Conclusions and implications

This study shows that there are needs related to language and culture that should be addressed in order to meet the health and care needs of older immigrants with dementia in Norway. These findings are in line with other studies, but there is lack of research on good practices in adapting dementia services to diversity. To meet the challenge of an ageing population and lack of health care personnel, and also increasing employment and integration, the Norwegian authorities have recruited and trained many immigrants to work in nursing homes and home-care services [8]. It seems crucial that the Norwegian health authorities systematically address how this linguistically and culturally diverse workforce can be used as an important resource, potentially reducing problems related to communication as well as the feeling of not belonging for patients with diverse backgrounds. How to best use a diverse workforce could be piloted inspired by existing knowledge and experiences, and play a role in intervention development and evaluation. Several participants among health personnel emphasized the need for “cultural competence” training of staff and in medical and nursing schools. However, focusing on building “cultural competence” risk imposing a generalised understanding of culture on patients [14]. Approaches based on building competencies in relation to ethnicity or culture of origin may overemphasize the cultural dimension of diversity, obscuring the role of gender, education, social class or caste [14]. Thus, to secure adjusted and equitable services health personnel might benefit from considering who is disadvantaged and in need of help to compensate for barriers related to language, ethnicity, gender or socio-economic position. On a structural level, it seems necessary to allocate more time and resources, including the use of interpreters when assessing and getting to know persons with another linguistic and cultural background; preferably formalised during e.g. admission to nursing homes and at regular intervals with the family and/or the patient, if needed.
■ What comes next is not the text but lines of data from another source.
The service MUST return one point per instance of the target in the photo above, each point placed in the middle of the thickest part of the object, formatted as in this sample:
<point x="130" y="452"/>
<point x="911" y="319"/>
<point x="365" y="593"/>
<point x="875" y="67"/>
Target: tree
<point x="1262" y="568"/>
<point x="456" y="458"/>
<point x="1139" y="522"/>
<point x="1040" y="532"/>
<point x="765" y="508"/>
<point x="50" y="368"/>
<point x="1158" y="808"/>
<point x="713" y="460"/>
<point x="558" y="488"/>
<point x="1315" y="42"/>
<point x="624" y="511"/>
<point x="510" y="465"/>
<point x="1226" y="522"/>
To meet individual as well as socio-cultural needs and in line with cultural congruent care, a biographical approach, aimed at identifying distinct and individual life stories of the residents and their relatives, may be more fruitful than establishing care institutions or practises aimed at specific ethnic groups. With regard to achieving a biographical approach, most previous research on people with dementia who are bilingual or multilingual underlines the need for residents and staff to have a shared (native) spoken language. Health personnel also need to become familiar with each person’s way of being ill, on both a cultural and an individual level, often expressed through the body language as well through the gradual changes occurring when living with progressive dementia. In other words, continuity in relation to language and culture is important, but continuity of care such as in relations, may be equally important to ensure that people with dementia with an immigrant background receive adjusted and equitable care. Future research should look more into both structures and conditions for- and practical ways of delivering cultural congruent dementia care.

Acknowledgments

The authors thank the participants for sharing their experiences.